Sin embargo, la capacidad de acción de Europa está limitada por su fragmentación interna y su dependencia económica. Alemania, en particular, mantiene una fuerte exposición al mercado chino, y sectores industriales clave temen represalias si la UE adopta medidas demasiado contundentes. A su vez, la falta de una política industrial europea coherente limita la posibilidad de competir en igualdad de condiciones frente a los gigantes estadounidense y chino. La solución de fondo que propone Bruselas es avanzar hacia una "autonomía estratégica abierta": ser menos dependiente de terceros en áreas clave -como energía, tecnología, defensa y materias primas críticas- sin renunciar al comercio global. Sin embargo, este camino requiere inversiones masivas, coordinación entre los Estados miembros y una visión común a largo plazo, todos elementos recogidos en el Plan Draghi, pero que a la vez todos son difíciles de conseguir.
La creación de mecanismos como la Plataforma de Tecnologías Estratégicas para Europa (STEP) y la revisión de las reglas de competencia para permitir más ayudas estatales son pasos en esa dirección. Aun así, queda mucho por hacer para garantizar que Europa no quede atrapada entre la lógica de bloques y pueda defender sus intereses con voz propia.

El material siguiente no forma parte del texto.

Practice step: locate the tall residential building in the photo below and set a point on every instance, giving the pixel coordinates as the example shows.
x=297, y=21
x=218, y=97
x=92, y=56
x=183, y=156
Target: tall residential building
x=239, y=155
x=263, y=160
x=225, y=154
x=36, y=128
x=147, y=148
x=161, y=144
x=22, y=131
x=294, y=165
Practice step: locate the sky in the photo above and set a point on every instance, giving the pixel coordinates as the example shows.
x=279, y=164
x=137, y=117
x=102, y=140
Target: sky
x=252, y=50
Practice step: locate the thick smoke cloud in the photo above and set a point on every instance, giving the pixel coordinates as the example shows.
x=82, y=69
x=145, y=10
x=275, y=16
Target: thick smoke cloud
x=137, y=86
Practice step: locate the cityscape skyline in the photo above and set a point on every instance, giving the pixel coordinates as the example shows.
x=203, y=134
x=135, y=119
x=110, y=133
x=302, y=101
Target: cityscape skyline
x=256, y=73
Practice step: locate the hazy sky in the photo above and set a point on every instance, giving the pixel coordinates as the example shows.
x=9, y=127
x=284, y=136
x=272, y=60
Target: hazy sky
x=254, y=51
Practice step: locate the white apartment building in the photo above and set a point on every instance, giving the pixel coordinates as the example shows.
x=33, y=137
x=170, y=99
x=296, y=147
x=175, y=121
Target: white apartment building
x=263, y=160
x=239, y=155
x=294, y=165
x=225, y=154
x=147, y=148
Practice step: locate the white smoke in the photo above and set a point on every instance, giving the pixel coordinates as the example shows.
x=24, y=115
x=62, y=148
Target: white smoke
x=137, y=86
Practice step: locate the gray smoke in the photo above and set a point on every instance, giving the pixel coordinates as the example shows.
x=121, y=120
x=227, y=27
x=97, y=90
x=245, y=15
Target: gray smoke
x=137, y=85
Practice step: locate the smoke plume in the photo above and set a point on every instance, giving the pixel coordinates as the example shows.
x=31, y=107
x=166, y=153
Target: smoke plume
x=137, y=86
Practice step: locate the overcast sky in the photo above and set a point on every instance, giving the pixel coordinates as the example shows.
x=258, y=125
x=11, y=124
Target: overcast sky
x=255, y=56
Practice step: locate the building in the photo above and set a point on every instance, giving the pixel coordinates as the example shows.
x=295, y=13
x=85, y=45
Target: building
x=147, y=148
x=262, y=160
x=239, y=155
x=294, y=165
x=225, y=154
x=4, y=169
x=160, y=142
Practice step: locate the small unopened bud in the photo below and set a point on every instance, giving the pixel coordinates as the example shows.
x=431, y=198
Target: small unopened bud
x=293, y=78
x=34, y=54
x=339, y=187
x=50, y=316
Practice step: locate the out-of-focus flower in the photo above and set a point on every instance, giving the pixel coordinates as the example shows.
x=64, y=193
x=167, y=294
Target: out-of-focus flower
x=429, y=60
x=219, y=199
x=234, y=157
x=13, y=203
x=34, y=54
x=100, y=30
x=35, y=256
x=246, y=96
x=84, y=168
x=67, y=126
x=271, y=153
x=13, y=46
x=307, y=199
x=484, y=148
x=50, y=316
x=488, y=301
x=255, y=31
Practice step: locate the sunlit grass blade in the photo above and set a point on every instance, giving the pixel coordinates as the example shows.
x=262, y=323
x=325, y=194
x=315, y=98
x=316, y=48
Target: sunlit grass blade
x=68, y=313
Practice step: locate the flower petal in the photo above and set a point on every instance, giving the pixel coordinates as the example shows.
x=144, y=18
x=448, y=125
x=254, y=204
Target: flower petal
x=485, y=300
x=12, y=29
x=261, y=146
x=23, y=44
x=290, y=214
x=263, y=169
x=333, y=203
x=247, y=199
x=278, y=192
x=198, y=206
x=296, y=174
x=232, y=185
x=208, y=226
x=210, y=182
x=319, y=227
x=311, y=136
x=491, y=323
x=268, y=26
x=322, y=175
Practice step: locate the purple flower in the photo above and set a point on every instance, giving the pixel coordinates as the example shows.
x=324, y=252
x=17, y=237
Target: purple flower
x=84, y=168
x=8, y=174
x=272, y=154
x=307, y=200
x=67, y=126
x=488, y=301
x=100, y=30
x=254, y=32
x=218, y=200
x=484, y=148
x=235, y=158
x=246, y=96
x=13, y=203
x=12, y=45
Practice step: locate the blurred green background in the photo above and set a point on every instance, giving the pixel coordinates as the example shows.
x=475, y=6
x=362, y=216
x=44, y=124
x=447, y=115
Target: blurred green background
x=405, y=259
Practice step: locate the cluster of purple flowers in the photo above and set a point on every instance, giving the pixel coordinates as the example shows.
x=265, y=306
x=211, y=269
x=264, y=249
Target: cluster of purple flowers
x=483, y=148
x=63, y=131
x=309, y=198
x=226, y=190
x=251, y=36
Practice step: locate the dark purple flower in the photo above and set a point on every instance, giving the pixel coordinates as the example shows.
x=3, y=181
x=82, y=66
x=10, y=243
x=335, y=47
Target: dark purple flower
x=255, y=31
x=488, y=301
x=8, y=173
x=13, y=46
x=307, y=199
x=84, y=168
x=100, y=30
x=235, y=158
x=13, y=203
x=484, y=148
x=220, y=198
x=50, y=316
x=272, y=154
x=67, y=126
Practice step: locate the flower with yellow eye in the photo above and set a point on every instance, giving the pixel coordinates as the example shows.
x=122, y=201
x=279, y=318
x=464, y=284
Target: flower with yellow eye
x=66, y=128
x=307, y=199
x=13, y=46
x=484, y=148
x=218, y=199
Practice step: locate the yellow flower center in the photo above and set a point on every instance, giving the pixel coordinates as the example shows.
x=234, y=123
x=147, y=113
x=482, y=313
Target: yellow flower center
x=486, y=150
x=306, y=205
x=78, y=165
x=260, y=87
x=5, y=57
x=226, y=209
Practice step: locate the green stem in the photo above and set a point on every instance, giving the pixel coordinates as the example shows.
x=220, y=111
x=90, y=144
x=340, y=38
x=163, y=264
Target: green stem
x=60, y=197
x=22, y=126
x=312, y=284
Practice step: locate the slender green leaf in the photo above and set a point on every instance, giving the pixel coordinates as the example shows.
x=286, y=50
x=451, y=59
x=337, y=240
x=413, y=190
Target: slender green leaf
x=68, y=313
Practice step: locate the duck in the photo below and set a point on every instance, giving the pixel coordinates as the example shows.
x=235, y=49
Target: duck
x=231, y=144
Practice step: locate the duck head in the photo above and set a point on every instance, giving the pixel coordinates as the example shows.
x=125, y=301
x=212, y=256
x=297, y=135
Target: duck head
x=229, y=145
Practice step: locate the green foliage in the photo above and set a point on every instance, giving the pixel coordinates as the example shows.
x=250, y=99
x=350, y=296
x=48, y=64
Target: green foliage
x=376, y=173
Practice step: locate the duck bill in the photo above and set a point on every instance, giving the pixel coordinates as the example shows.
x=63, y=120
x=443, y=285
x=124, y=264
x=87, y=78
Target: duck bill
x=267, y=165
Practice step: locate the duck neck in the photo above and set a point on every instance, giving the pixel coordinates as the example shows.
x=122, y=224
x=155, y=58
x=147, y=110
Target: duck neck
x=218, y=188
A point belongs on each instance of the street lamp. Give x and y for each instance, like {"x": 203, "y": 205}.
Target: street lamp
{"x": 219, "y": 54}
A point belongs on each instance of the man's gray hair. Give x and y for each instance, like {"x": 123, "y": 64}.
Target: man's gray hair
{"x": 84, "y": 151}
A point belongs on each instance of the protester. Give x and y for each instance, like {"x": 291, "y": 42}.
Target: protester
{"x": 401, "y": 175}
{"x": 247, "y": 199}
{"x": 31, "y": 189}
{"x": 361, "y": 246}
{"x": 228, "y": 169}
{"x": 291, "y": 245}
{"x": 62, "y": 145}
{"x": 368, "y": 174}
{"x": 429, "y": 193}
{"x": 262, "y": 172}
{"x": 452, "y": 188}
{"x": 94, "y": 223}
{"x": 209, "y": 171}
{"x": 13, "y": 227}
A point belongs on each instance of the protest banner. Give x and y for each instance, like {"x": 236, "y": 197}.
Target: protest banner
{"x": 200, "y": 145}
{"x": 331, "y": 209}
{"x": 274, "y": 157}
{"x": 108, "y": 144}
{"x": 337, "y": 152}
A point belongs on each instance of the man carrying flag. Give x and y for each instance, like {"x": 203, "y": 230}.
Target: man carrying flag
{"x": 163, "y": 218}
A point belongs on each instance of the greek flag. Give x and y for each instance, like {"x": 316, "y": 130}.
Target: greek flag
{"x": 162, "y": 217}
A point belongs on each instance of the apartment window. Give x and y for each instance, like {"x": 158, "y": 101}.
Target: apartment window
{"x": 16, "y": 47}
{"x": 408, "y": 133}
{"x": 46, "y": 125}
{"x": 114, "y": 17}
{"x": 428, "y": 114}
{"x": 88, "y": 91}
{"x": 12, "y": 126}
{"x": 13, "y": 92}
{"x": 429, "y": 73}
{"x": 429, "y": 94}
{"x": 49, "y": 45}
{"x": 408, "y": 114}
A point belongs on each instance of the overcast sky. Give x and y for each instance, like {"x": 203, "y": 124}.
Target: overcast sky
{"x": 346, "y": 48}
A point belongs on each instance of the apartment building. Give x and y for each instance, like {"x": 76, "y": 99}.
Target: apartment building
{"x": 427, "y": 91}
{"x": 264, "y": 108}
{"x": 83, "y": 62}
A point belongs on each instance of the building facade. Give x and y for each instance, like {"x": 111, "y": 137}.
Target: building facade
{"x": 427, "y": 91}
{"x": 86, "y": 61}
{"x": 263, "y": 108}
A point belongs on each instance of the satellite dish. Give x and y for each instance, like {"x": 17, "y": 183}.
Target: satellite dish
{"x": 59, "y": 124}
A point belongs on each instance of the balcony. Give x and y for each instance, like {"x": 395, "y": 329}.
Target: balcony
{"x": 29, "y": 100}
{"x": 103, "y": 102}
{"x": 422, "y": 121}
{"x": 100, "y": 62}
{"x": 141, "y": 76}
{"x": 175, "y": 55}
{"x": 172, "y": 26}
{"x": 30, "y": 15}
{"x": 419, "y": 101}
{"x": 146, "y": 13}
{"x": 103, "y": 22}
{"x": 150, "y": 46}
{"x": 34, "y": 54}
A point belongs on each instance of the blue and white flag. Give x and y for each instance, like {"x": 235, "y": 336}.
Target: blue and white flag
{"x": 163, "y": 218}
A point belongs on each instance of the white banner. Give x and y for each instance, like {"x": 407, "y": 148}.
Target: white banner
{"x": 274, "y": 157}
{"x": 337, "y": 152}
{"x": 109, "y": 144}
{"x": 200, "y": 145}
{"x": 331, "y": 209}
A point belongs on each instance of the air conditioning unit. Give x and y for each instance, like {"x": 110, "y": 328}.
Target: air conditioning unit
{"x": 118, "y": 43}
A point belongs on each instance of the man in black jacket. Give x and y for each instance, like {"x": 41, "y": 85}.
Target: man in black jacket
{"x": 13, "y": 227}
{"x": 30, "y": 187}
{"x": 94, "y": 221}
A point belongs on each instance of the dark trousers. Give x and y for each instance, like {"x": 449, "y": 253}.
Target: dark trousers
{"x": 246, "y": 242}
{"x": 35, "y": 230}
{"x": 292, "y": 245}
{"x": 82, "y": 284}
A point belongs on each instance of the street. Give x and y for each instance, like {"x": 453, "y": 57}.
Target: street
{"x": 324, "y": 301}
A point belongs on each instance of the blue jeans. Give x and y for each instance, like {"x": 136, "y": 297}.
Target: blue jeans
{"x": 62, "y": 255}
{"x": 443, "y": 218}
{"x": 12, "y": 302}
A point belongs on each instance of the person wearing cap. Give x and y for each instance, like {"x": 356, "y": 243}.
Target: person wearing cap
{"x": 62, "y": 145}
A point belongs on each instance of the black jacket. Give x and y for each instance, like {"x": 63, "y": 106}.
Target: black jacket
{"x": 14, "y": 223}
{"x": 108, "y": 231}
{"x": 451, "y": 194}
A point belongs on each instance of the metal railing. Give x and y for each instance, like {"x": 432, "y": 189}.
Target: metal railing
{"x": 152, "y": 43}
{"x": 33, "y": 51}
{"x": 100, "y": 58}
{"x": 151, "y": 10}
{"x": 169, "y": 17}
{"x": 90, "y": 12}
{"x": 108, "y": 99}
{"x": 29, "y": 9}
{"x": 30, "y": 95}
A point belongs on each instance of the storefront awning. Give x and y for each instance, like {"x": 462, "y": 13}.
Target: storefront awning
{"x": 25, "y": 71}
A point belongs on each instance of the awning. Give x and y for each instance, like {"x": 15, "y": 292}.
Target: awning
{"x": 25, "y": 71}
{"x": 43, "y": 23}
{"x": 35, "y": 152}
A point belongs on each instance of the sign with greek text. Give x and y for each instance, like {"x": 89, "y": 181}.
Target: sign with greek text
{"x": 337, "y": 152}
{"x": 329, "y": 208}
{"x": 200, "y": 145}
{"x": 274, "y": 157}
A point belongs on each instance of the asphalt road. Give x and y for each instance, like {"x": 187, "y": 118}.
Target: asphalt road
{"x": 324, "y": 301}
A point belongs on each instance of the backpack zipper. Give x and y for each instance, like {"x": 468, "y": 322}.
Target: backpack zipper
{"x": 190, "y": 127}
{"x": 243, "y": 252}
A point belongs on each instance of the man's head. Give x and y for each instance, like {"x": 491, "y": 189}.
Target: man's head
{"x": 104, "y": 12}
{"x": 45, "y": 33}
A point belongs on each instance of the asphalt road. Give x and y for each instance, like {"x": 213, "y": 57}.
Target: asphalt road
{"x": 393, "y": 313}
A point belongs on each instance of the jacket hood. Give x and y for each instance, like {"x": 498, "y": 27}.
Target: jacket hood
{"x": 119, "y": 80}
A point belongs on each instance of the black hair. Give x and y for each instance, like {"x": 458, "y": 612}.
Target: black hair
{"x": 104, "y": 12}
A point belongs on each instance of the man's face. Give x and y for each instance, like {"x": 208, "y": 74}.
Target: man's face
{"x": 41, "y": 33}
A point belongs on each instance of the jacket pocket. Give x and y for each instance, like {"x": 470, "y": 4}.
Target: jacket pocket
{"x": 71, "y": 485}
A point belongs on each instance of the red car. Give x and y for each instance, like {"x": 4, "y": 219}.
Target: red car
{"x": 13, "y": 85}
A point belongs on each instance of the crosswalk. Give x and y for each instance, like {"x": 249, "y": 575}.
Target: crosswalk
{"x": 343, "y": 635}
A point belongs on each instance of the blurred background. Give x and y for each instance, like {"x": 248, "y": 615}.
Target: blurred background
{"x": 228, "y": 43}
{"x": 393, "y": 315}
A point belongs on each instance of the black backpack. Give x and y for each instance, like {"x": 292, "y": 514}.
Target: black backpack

La UE ya no puede seguir navegando con ambigüedad en medio de la rivalidad entre Washington y Pekín. La presión comercial de China, combinada con la expectativa geopolítica de y un nuevo 'acuerdo económico' con EEUU, obliga a Europa a definir una estrategia más firme y unificada. La disyuntiva no es elegir entre una potencia u otra, sino construir una Europa más resiliente, capaz de actuar por sí misma sin sacrificar sus valores ni su prosperidad económica. La encrucijada es clara; lo que falta es voluntad política para avanzar con decisión.